Government forces shelled a Damascus province Monday, killing a number of rebels as well as three of the 48 Iranians who were kidnapped by rebels on Saturday.
“We will kill the rest if the army does not stop its assault. They have one hour,” rebel spokesperson Moutassam Al-Ahmad told Reuters, referring to the other 45 Iranians abducted.
Iranian state-run news agency IRNA claimed the abducted are pilgrims visiting the Shi’a shrine of Sayyida Zainab, whereas Al-Arabiya TV quoted rebels on Sunday claiming some of those abducted were members of the Iranian Revolutionary Guards.
“We have documents that they are involved with the Revolutionary Guards.” Ahmad told Reuters.
The kidnapping was the latest and largest following at least two previous kidnappings of Iranian nationals that have taken place since the start of the Syrian uprising. The abductions are motivated by the rebels’ belief that Iran is sending troops to aid Al-Assad’s forces.
Iran has accused the United States of being responsible for the abduction. Iran’s Deputy Foreign Minister Hossein Amir Abdollahian was reported by the BBC to have blamed the United States for supporting and arming Syrian rebels and consequently holds the United States responsible for the rebels’ abduction activities.
To obtain the release of its abducted citizens, Iran has turned to Turkey and Qatar for help on account of their good relations with the Syrian rebels, according to IRNA. Both have agreed to offer assistance.
The Turkish Ministry of Foreign Affairs released a statement on its official website denying reports that the Iranians kidnapped are to be exchanged with a Turkish Army General who was captured in Aleppo on Monday, denying that such an apprehension even took place.
According to reporting by the BBC and Reuters, the Syrian Foreign Ministry stated on its Twitter account that 1,300 Syrian refugees fled to Turkey only on Monday night, putting the number of Syrian refugees in Turkey at 47,500. According to the Ministry, Monday’s refugee arrival included one Syrian brigadier-general as well as 11 other military officers.
The defections were timed with a huge blow to Bashar Al-Assad’s regime, the defection of his latest Prime Minister Riad Farid Hijab.

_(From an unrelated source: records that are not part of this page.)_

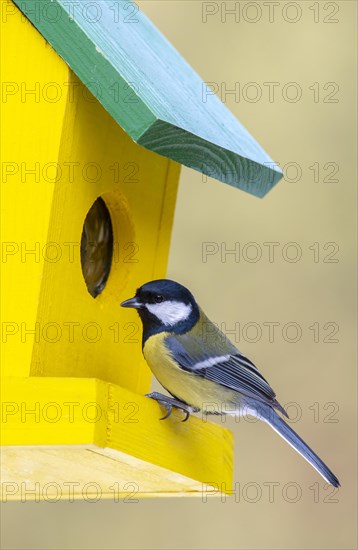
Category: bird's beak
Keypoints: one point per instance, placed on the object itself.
(132, 302)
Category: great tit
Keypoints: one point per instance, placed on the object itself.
(199, 366)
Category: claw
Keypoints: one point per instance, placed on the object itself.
(169, 402)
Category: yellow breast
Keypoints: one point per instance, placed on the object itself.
(188, 387)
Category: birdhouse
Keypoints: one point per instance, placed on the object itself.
(100, 111)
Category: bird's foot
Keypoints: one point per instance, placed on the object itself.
(170, 402)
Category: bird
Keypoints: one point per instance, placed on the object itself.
(198, 365)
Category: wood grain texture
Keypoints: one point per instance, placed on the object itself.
(70, 411)
(103, 474)
(150, 90)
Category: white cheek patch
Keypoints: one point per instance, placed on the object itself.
(170, 312)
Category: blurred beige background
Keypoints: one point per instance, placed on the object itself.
(316, 136)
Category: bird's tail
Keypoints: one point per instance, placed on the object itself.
(284, 430)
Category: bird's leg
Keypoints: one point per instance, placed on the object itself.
(169, 403)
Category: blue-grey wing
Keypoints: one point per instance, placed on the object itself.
(227, 367)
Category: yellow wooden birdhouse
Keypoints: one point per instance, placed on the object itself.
(99, 111)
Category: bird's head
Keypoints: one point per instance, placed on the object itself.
(165, 305)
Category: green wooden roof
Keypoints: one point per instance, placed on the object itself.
(150, 90)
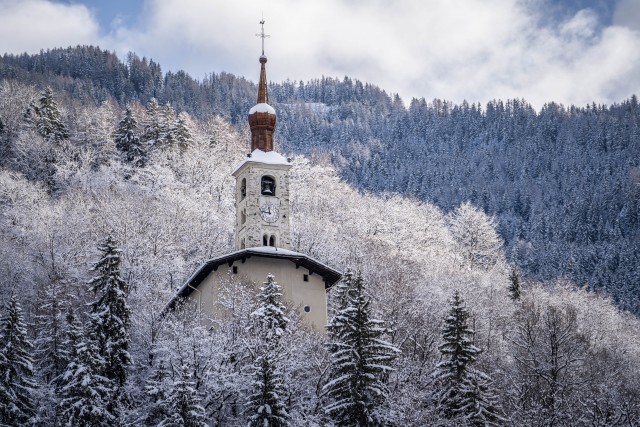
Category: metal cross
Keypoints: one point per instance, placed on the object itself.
(262, 35)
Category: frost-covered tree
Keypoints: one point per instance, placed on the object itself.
(127, 141)
(157, 392)
(266, 405)
(515, 289)
(50, 327)
(463, 393)
(183, 136)
(110, 315)
(17, 385)
(362, 360)
(183, 403)
(84, 391)
(270, 315)
(47, 118)
(476, 235)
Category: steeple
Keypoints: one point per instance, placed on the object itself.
(262, 117)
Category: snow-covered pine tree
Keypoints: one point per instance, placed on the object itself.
(183, 137)
(110, 316)
(167, 126)
(270, 315)
(50, 326)
(154, 128)
(47, 118)
(127, 142)
(361, 360)
(157, 393)
(17, 385)
(515, 290)
(183, 403)
(266, 405)
(340, 293)
(84, 392)
(463, 393)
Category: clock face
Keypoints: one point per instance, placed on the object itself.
(269, 212)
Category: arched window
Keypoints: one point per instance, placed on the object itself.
(268, 186)
(243, 189)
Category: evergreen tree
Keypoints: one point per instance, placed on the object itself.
(154, 128)
(110, 316)
(127, 142)
(17, 385)
(463, 393)
(270, 315)
(340, 293)
(47, 118)
(157, 395)
(183, 137)
(361, 359)
(183, 403)
(515, 289)
(266, 404)
(50, 326)
(84, 392)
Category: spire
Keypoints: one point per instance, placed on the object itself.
(262, 117)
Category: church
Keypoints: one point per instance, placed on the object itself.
(262, 230)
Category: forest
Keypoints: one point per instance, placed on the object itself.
(563, 183)
(494, 299)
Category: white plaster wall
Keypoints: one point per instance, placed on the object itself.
(254, 227)
(296, 292)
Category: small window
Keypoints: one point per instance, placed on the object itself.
(243, 189)
(268, 186)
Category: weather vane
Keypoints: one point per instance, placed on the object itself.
(262, 35)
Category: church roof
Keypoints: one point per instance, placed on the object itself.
(329, 275)
(259, 156)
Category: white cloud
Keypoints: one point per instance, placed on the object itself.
(32, 25)
(468, 49)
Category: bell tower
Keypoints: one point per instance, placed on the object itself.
(262, 178)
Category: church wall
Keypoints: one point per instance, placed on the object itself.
(248, 208)
(296, 292)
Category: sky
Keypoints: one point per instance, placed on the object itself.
(566, 51)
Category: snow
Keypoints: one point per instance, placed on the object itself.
(266, 157)
(262, 108)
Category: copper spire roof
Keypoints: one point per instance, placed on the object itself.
(262, 117)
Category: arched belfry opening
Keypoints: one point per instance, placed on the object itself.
(243, 189)
(268, 186)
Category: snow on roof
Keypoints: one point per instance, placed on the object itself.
(262, 108)
(330, 275)
(259, 156)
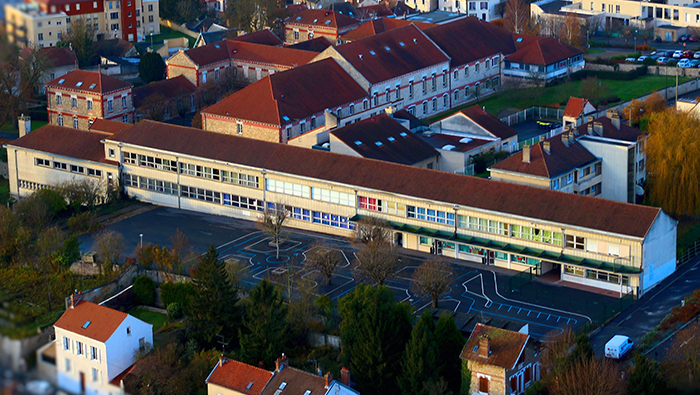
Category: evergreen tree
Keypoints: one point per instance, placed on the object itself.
(265, 329)
(213, 308)
(420, 358)
(374, 332)
(645, 378)
(450, 343)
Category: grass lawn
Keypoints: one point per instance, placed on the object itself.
(158, 320)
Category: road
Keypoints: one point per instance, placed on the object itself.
(477, 292)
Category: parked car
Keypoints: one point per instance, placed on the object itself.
(618, 346)
(684, 63)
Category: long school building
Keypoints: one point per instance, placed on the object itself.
(600, 243)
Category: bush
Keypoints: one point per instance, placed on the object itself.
(174, 312)
(177, 293)
(144, 291)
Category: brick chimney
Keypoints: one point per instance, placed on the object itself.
(281, 363)
(345, 376)
(526, 153)
(484, 347)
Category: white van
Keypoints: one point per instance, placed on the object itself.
(618, 346)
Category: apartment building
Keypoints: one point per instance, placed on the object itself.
(94, 345)
(283, 106)
(42, 22)
(78, 98)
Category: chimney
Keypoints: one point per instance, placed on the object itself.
(345, 376)
(526, 153)
(484, 346)
(281, 363)
(25, 125)
(598, 127)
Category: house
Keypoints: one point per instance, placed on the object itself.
(232, 60)
(576, 111)
(174, 96)
(310, 24)
(42, 22)
(55, 154)
(475, 69)
(94, 345)
(60, 62)
(285, 105)
(401, 67)
(500, 361)
(381, 137)
(540, 59)
(79, 97)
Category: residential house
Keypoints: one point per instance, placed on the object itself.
(79, 97)
(381, 137)
(541, 59)
(60, 62)
(576, 111)
(500, 361)
(475, 69)
(236, 61)
(310, 24)
(401, 67)
(51, 155)
(285, 105)
(172, 97)
(42, 22)
(95, 345)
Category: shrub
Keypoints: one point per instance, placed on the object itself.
(177, 293)
(144, 291)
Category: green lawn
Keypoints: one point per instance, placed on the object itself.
(158, 320)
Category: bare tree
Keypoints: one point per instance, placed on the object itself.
(109, 246)
(272, 223)
(433, 277)
(325, 259)
(377, 261)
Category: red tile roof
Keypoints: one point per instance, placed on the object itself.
(544, 51)
(409, 50)
(321, 18)
(58, 140)
(505, 346)
(398, 144)
(103, 320)
(88, 81)
(562, 159)
(169, 88)
(489, 122)
(264, 37)
(506, 198)
(296, 94)
(237, 376)
(485, 40)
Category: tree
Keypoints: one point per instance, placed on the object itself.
(374, 331)
(264, 329)
(420, 358)
(272, 224)
(213, 308)
(80, 37)
(109, 246)
(517, 18)
(673, 162)
(645, 378)
(152, 66)
(433, 277)
(324, 259)
(376, 261)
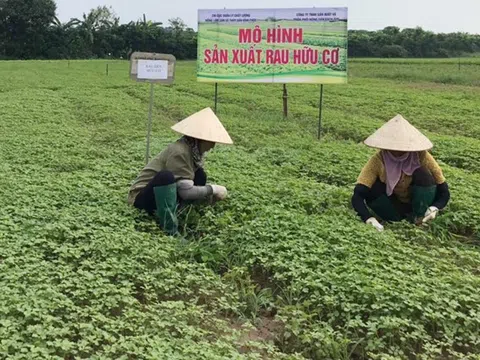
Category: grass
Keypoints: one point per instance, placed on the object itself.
(85, 276)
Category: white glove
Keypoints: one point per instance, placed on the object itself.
(431, 214)
(220, 192)
(372, 221)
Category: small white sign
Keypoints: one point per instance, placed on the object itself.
(152, 69)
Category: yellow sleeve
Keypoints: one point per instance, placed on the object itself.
(431, 164)
(370, 172)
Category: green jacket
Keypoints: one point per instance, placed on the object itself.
(176, 158)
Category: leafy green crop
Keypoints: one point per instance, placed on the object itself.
(281, 270)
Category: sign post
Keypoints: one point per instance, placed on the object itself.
(152, 68)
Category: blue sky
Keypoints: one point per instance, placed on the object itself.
(435, 15)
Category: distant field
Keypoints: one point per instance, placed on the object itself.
(464, 71)
(281, 270)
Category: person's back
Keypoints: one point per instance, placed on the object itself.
(159, 163)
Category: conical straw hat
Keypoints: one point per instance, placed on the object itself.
(398, 135)
(204, 125)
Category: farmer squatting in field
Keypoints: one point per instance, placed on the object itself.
(402, 180)
(176, 176)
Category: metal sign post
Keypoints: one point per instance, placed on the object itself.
(152, 68)
(320, 112)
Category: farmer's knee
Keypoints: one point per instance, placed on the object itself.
(423, 177)
(163, 178)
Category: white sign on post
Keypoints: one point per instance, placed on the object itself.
(152, 69)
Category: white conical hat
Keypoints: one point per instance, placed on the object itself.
(398, 135)
(204, 125)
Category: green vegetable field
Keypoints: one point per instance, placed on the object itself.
(283, 269)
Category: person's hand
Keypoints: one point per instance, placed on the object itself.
(374, 222)
(220, 192)
(430, 214)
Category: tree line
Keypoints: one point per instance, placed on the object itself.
(29, 29)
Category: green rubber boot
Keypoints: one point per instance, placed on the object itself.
(422, 198)
(166, 201)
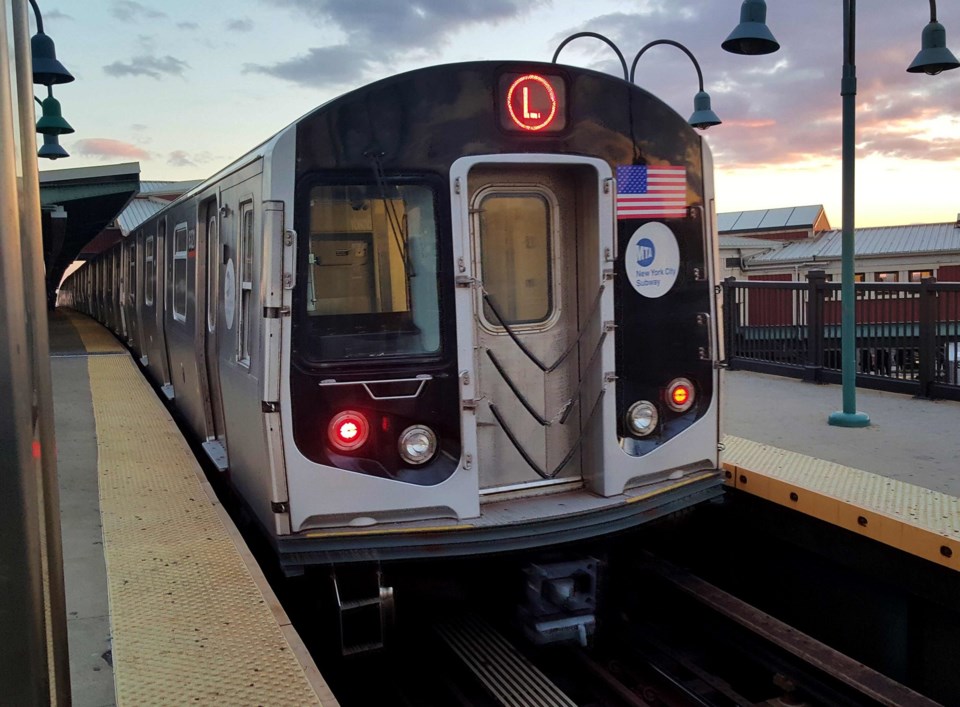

Hijab’s defection was announced by a statement released by Al-Jazeera TV, where he described Al-Assad’s regime as “terrorist.”
Hijab was appointed by President Bashar Al-Assad this past June after serving as Minister of Agriculture since 2011.
Despite Hijab’s defection, Al-Assad appeared on Syrian state TV on Tuesday in his meeting with the Secretary of Iran’s Supreme National Security Council, Saeed Jalili. This was Al-Assad’s first television appearance since the aftermath of the Damascus bombing which saw four top-security officials killed.
Syrian state TV reported that the meeting involved talks about bilateral relations tying both states. Jalili was also reported to have said that the crisis at hand can only be solved through a “Syria solution.”
Fighting in Syria’s commercial hub and most populous city, Aleppo, has resumed. Rebels told Reuters that they were running out of ammunition, amid trials by Al- Assad’s forces to encircle them from outside the neighbourhood of Salahaldeen, where most Syrian rebels in Aleppo are stationed. Nevertheless, rebels still claim control over Salahaldeen.